Et l’on peut aussi faire un lien avec ce que le Maharal de Prague, étudiant la Kabbale, appelle l’emtsa, l’entre, la diagonale du milieu qui repose, selon André Neher, sur une « paradoxale simultanéité des contraires ». Il est éclairant de lire sur ce sujet le texte d’une conférence prononcée à Perpignan par Paule Pérez et intitulée « Diagonales du milieu ». Ce texte est publié dans le n° 12/13 de la revue Temps Marranes.

Interrelations et spiritualité

 Bitbol suppose, et ce sera ma conclusion, que la théorie quantique pourrait être étendue à l’ensemble du monde et donc concerner parfois le champ macroscopique autant que le champ microscopique. Il s’agit d’une « option de l’en deçà du relativisme dans l’indéfiniment moiré des variations plutôt que de l’au-delà du relativisme dans le cristal de l’invariant ». Mais sans doute n’en sommes-nous pas globalement, tout à fait là.

 

Pourtant, il se dégage de cette hypothèse une éthique de la parole, non plus catégorique ni énonciatrice de généralités définitives, mais en phase et donc « hospitalière et instillatrice de dispositions affines aux circonstances ». Et, dans l’action, devrait intervenir un assentiment à un processus sans fin, « un processus battant dans une oscillation entre l’indifférenciation harmonisante et l’actualisation différenciante ». Alors se substitue à un individualisme fondé sur une essence propre : « je suis moi », une interdépendance, c’est-à-dire l’acceptation de n’être qu’un élément provisoire d’un réseau en évolution et révolution de phénomènes interconnectés. Cette façon d’être en relation dans un processus est bien l’indication que notre existence ne peut être que collective et active dans les processus de nos réseaux.
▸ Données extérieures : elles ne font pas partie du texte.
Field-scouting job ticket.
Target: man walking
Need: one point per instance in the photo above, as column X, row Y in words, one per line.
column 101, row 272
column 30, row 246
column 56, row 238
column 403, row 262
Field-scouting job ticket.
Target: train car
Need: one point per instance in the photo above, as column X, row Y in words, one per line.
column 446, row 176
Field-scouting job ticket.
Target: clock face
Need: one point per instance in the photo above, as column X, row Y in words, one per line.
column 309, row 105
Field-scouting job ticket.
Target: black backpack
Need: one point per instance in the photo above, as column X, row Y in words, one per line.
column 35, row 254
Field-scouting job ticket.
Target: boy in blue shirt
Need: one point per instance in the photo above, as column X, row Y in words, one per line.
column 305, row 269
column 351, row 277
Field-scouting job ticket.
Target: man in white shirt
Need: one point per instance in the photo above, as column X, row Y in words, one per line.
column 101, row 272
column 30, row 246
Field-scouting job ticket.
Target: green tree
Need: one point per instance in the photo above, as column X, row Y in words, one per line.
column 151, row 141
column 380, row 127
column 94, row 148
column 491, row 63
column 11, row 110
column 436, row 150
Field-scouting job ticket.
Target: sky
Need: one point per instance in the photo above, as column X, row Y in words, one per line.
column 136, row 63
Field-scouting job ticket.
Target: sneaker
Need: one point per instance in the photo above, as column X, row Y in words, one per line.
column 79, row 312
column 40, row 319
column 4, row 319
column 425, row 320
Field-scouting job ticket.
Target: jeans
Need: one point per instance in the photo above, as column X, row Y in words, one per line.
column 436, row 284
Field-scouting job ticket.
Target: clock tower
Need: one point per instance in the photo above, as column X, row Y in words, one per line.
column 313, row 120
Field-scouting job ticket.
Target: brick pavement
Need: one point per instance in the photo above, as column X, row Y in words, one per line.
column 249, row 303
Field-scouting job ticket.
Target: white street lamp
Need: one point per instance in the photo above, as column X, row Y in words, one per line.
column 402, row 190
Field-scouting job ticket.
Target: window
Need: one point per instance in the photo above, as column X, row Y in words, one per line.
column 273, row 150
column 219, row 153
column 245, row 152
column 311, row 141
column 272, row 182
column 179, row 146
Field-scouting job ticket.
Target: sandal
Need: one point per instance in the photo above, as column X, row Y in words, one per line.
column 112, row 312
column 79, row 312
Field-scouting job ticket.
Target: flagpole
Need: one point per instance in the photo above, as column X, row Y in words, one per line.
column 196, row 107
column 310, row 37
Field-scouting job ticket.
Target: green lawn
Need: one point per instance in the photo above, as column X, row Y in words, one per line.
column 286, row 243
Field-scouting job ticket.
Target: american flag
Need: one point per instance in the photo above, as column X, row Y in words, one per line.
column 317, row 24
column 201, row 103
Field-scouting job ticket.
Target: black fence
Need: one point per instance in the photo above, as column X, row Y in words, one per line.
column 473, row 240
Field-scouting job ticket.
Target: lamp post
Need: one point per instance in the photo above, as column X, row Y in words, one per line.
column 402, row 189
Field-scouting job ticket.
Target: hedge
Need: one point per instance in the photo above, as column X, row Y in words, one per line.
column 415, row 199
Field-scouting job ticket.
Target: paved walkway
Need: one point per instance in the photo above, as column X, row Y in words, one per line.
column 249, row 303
Mais, en ce qui concerne les physiciens, l’on pourrait penser que, dans leur désir disciplinaire de réduire la nature à des lois, ils voudraient obtenir des résultats de grandeur finis, éliminant par là même le non-calculable, ce qui nous enfermerait dans une détermination étroite faisant fi du méta-physique et de la spiritualité.

 

Aussi, il ne faudrait pas jeter le bébé avec l’eau du bain et renoncer à l’hypothèse des « univers parallèles » en substituant le seul infini actuel à deux ou plusieurs infinis (actuel et potentiel), dit autrement à un infini pouvant occasionnellement s’actualiser.

 

C’est pourquoi il est essentiel, à mes yeux, de rester fidèle à ce saut théorique, ce coup d’audace que représente l’idée des univers parallèles en explorant cette conceptualisation pour garder ouverte une voie de recherche. N. C.